作家志望者だったころは、夢を追うためのエネルギーについてよく考えていました。

私にはエネルギーがないので、有効に活用しなければ作家になれないと考えていたからです。

今回は夢を追うときのエネルギーの話です。



エネルギーには2種類ある

おおざっぱに言って、夢を追うときのエネルギーには以下の2種類があると考えています。

  1. 「負けたくない!」というネガティブエネルギー

  2. 「楽しいなあ!」というポジティブエネルギー


おそらく、この2つは混ざっており、どちらか一方だけを使うということはないと思いますが、私が作家志望者だったころは、9割くらいは1のネガティブエネルギーを使っていました。

それぞれを簡単に説明していきましょう。


1.ネガティブエネルギー

1つ目は「負けたくない!」というネガティブエネルギーです。

簡単にセリフで表現すると、以下のような感じのエネルギーです。

「絶対にあいつらを見返してやる!」
「俺の才能を世間に認めさせてやる!」
「落選させた奴らに目にもの見せてやる!」


性質はこんな感じかなと思います。

  • 源泉       : 恐怖

  • エネルギーレベル : 高い

  • 注意点

    • 満足すると消えてしまう

    • 自分を責める方向に働くこともある


ネガティブエネルギーの源泉は恐怖でしょう。

生き物の一番の恐怖は死ぬことです。

「負けたくない」というのは要するに「死にたくない」ということですね。

負け(死)を回避するために、文字通り、死に物狂いで発揮されるのがネガティブエネルギーです。


ですから、エネルギーレベルはかなり高いです。

夢を追うエネルギーとしてはとても優秀だと思います。


注意点としては、満たされると消えてしまうので、いつも不満足でいなければならないことです。

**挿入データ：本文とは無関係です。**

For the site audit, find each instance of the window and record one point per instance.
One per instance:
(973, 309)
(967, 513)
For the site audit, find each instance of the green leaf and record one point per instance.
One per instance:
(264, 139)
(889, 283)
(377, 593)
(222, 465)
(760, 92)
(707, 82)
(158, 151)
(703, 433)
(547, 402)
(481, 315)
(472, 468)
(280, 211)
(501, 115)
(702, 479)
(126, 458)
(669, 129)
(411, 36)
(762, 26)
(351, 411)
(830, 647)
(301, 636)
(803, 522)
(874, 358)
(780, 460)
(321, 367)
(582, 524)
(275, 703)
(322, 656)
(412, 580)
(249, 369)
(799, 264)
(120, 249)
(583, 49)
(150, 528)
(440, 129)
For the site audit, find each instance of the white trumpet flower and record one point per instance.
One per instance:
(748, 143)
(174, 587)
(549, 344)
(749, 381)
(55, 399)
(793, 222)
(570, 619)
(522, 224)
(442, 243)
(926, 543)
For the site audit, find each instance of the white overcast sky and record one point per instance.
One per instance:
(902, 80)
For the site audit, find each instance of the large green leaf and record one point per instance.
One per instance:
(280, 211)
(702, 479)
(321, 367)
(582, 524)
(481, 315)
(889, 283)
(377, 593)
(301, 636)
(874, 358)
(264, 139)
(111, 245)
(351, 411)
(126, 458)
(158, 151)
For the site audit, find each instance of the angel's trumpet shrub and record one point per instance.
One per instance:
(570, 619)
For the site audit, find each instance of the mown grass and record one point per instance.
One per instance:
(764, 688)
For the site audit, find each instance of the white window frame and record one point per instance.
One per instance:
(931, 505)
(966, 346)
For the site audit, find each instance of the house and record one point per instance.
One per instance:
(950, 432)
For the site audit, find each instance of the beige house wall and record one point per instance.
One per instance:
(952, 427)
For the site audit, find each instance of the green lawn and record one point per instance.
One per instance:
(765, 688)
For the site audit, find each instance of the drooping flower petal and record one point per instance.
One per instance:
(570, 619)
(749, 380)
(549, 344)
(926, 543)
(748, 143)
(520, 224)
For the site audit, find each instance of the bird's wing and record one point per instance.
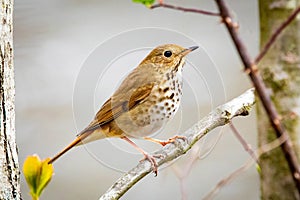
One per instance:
(118, 104)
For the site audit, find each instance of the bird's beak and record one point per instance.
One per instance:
(188, 50)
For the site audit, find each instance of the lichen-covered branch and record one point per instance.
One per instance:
(262, 92)
(220, 116)
(9, 167)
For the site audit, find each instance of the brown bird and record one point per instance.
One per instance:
(145, 101)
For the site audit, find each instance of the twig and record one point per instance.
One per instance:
(218, 117)
(184, 9)
(276, 34)
(250, 67)
(246, 146)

むやみに肯定されるとエネルギーレベルが下がりますし、受賞した場合は一気に失われます(夢が叶うとなくなります)。


また、思うように結果が出ないと、このエネルギーが自分に向いてしまうことがあります。

つまり、

「俺はどうしてこんなに無能なんだ……」
「どうせ私には才能がないんだ……もうやめた方がいい」
「僕の作品は一次選考も通れないクズだ! 諦めよう」

といった感じで、自分を責める場合にも使われるのですね。


総合的に言うと、

  • メリット : エネルギーレベルが高く、かなり有用

  • デメリット: 自分を傷つける諸刃の剣でもある

といったところでしょう。


2.ポジティブエネルギー

一方「楽しいなあ!」というポジティブエネルギーもあります。

同じようにセリフで表現すると、以下のような感じかなと思います。

「○○をするのが楽しい!」
「夢を追っている時間が好き!」
「上手くなっていくのが嬉しい!」


性質はこんな感じでしょうか。

  • 源泉       : 喜び

  • エネルギーレベル : 中〜高?

  • 注意点

    • プロセス重視

    • 結果を軽視しがち


ポジティブエネルギーの源泉は喜びでしょう。

ネガティブエネルギーが損失回避(死の回避)だとすれば、ポジティブエネルギーは利益獲得(より良い生の追求)と言えるかもしれません。

ある意味、贅沢なエネルギーです。


上でも書いたとおり、生き物は負け(死)を回避するのに最優先でエネルギーを使います。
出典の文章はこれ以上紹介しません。